Lennart helped his grandfather from his seat and offered him his arm. Together they walked into the main room. He led Bent to a group of red armchairs arranged in a neat circle near the bar. In the center of these chairs a low table held empty glasses. All around the group of chairs, people lingered. A man in a gray suit held one hand on the back of the chair nearest the bar. With the other hand, he turned a long-stemmed glass of wine in small tight circles in front of his chest as he spoke. Lennart helped Bent lower down onto a chair. The man glanced at Lennart and Bent and then at Lennart again, and moved his hand.
“Was it like that, do you think?” Bent said. A ring of water on the table broke its formation and crept slowly to the edge of the table.
“A version of it, I guess,” said Lennart. “You were there.”
They sat without saying much for a long time. Lennart ordered them drinks, then soon after a second for himself. When Bent finished his first beer, Lennart ordered them each another.
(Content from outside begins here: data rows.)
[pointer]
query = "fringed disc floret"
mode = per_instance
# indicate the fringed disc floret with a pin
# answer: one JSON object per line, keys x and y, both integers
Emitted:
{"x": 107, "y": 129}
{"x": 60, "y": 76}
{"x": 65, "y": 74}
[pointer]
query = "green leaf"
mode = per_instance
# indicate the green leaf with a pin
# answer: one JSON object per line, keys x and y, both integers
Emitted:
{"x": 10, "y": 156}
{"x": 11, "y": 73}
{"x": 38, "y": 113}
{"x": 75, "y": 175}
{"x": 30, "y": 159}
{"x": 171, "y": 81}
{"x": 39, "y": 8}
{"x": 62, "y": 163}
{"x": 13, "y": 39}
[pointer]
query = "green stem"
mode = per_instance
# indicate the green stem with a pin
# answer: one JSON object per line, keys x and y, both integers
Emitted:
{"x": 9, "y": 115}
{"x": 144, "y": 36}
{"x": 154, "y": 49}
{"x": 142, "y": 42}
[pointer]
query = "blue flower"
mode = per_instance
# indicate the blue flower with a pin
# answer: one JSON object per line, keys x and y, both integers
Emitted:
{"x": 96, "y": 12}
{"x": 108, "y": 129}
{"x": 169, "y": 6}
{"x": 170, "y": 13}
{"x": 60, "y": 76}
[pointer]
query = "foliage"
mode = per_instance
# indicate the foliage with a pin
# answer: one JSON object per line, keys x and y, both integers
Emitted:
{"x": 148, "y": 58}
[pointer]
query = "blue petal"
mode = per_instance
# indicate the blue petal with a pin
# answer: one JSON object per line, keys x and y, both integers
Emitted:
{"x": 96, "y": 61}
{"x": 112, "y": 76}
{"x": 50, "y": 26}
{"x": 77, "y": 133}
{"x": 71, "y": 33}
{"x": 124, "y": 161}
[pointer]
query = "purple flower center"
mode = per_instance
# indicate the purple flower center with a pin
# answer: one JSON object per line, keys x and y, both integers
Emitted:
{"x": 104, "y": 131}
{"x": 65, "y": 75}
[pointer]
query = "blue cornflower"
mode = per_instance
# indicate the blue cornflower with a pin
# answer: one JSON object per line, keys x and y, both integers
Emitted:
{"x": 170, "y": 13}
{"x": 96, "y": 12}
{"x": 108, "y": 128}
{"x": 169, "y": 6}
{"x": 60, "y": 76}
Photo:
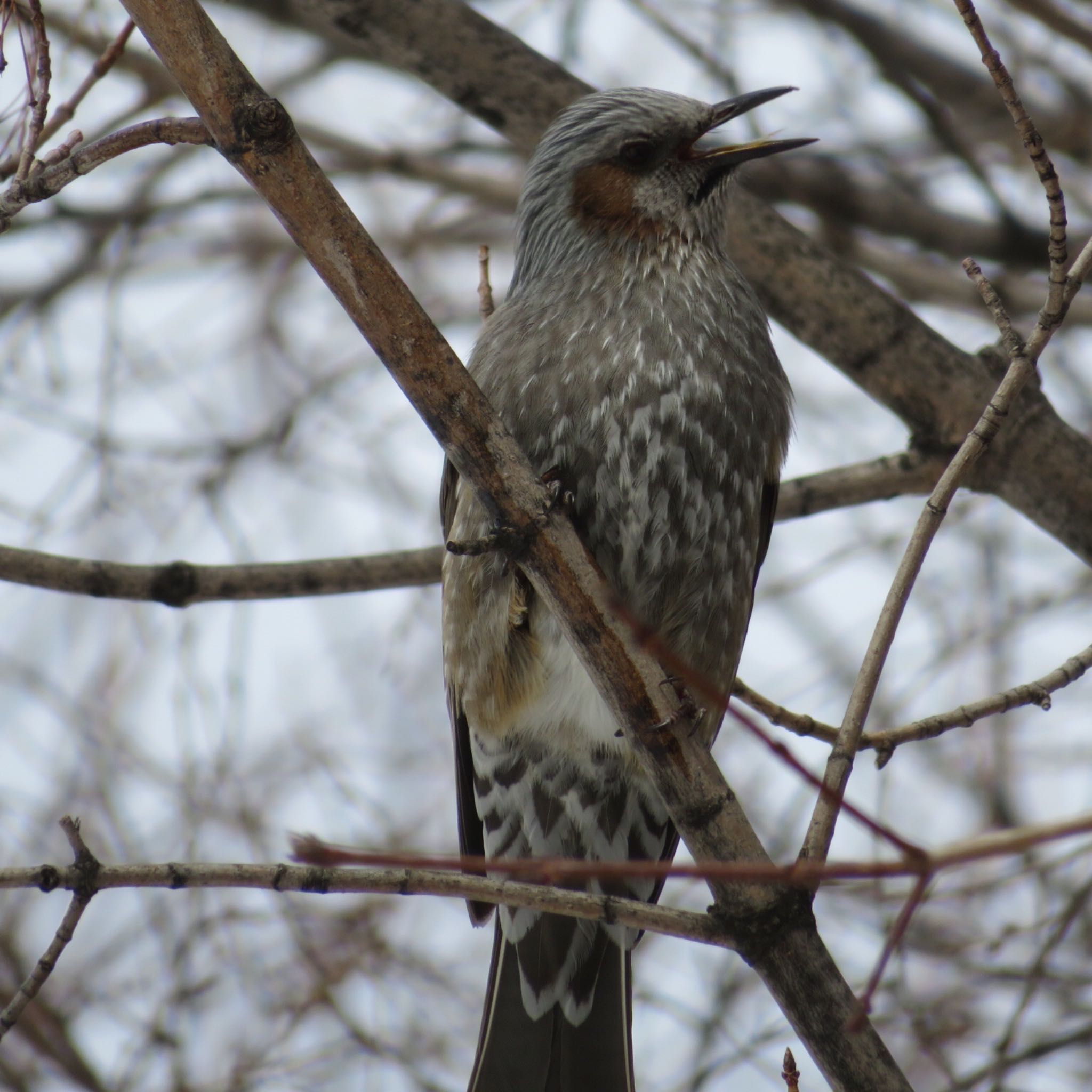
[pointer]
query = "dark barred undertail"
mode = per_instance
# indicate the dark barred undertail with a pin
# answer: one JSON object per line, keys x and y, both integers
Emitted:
{"x": 551, "y": 1054}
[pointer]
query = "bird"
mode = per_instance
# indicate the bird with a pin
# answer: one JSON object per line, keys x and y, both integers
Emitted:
{"x": 632, "y": 363}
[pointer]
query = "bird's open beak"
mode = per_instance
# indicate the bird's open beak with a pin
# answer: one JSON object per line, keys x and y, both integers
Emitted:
{"x": 732, "y": 154}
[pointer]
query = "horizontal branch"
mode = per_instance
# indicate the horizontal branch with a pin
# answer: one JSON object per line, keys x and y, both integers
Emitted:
{"x": 1037, "y": 693}
{"x": 50, "y": 177}
{"x": 1040, "y": 465}
{"x": 309, "y": 879}
{"x": 183, "y": 583}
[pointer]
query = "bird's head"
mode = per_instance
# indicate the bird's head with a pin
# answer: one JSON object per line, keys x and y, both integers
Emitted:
{"x": 630, "y": 165}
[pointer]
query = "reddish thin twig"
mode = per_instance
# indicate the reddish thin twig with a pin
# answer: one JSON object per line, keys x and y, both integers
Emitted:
{"x": 704, "y": 688}
{"x": 890, "y": 942}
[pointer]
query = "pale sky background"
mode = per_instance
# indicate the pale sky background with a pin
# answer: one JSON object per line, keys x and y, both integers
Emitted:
{"x": 340, "y": 701}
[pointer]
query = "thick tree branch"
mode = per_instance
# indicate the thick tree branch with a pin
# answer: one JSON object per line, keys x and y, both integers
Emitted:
{"x": 1040, "y": 465}
{"x": 257, "y": 137}
{"x": 52, "y": 177}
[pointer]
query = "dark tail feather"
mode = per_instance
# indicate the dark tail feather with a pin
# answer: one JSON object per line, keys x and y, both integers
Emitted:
{"x": 518, "y": 1054}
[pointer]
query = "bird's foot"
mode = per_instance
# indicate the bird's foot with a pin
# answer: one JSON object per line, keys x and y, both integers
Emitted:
{"x": 504, "y": 537}
{"x": 559, "y": 497}
{"x": 689, "y": 710}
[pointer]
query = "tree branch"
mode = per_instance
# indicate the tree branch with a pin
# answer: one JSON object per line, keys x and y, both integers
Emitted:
{"x": 54, "y": 176}
{"x": 1040, "y": 465}
{"x": 183, "y": 583}
{"x": 257, "y": 137}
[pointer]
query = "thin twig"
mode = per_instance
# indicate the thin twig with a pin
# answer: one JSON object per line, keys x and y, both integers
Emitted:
{"x": 84, "y": 871}
{"x": 46, "y": 183}
{"x": 66, "y": 111}
{"x": 183, "y": 583}
{"x": 1021, "y": 367}
{"x": 485, "y": 288}
{"x": 708, "y": 690}
{"x": 1035, "y": 973}
{"x": 896, "y": 934}
{"x": 1037, "y": 693}
{"x": 1054, "y": 309}
{"x": 790, "y": 1074}
{"x": 39, "y": 98}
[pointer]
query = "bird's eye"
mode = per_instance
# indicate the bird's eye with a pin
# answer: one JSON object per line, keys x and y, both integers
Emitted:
{"x": 639, "y": 153}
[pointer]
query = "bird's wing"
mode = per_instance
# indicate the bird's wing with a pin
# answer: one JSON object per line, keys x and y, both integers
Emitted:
{"x": 767, "y": 512}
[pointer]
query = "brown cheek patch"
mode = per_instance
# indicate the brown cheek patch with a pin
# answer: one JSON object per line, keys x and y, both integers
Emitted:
{"x": 603, "y": 198}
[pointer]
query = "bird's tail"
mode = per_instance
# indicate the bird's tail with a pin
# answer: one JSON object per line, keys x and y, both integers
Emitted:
{"x": 518, "y": 1054}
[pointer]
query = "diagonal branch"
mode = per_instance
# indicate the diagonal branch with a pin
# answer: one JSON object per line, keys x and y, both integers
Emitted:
{"x": 183, "y": 583}
{"x": 258, "y": 138}
{"x": 1041, "y": 467}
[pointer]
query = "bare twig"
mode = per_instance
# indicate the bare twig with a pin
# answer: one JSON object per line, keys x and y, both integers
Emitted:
{"x": 893, "y": 940}
{"x": 1078, "y": 902}
{"x": 181, "y": 584}
{"x": 485, "y": 290}
{"x": 83, "y": 873}
{"x": 66, "y": 111}
{"x": 52, "y": 179}
{"x": 790, "y": 1074}
{"x": 37, "y": 85}
{"x": 1037, "y": 693}
{"x": 1054, "y": 309}
{"x": 1021, "y": 367}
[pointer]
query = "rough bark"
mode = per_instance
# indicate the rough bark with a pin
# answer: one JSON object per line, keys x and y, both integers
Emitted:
{"x": 1040, "y": 465}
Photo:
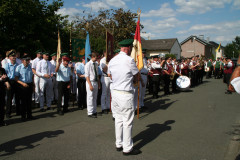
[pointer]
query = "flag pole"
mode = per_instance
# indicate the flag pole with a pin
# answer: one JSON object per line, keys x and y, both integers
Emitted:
{"x": 138, "y": 12}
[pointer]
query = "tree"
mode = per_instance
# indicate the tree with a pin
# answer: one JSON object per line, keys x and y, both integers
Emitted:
{"x": 120, "y": 22}
{"x": 233, "y": 49}
{"x": 28, "y": 25}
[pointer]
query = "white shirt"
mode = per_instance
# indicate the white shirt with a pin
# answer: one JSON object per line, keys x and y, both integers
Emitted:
{"x": 144, "y": 70}
{"x": 34, "y": 62}
{"x": 156, "y": 65}
{"x": 89, "y": 70}
{"x": 122, "y": 68}
{"x": 103, "y": 64}
{"x": 54, "y": 63}
{"x": 44, "y": 67}
{"x": 18, "y": 61}
{"x": 4, "y": 62}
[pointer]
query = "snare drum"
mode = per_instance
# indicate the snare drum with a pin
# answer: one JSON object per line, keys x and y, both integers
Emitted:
{"x": 183, "y": 82}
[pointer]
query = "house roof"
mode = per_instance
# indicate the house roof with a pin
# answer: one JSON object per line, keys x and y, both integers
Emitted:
{"x": 158, "y": 44}
{"x": 204, "y": 42}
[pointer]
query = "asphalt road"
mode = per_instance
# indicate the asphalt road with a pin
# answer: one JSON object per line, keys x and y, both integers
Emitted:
{"x": 195, "y": 125}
Behind Bent’s head, a light was positioned in such a way that it shone directly around Bent’s profile and onto the ceiling above the dance floor, alternating colors from red to green to blue and back. The film had bothered Lennart. It struck him as indulgent, its central metaphor somewhat foolish. Winter was long and difficult. Sweden had once fought in a war. The images were striking, beautiful even, but as a project the whole thing felt flat to him. He was particularly interested in asking his grandfather about death. It was the one thing the film managed to get right, although he’d been thinking about it since they sat down in the bar and had been unable to formulate a clear thought about how he might define this Tightness. The drunker he got, the closer he got to collecting his thoughts into a recognizable shape. There was no death in the film, apart from the idea that winter itself represented, but there was something else. Something in the soldiers, their postures or the way they held their weapons and peeked, almost childlike, over the lip of the trench, managed to define their mortality, to suggest their fate without resorting to the blunt shorthand of violence. This was the one part of the film he’d enjoyed. It had rattled him. Lennart had experienced death. His father’s, of course. And there was a friend in grammar school, Henning his name might have been, he couldn’t remember, who died of cancer. A girl he liked when he was younger got so drunk at a party their first year of high school that she froze to death on a park bench in Vasaparken. A cousin drowned on vacation in Spain. Each of these deaths had, of course, likewise rattled him, but the film reached him more deeply.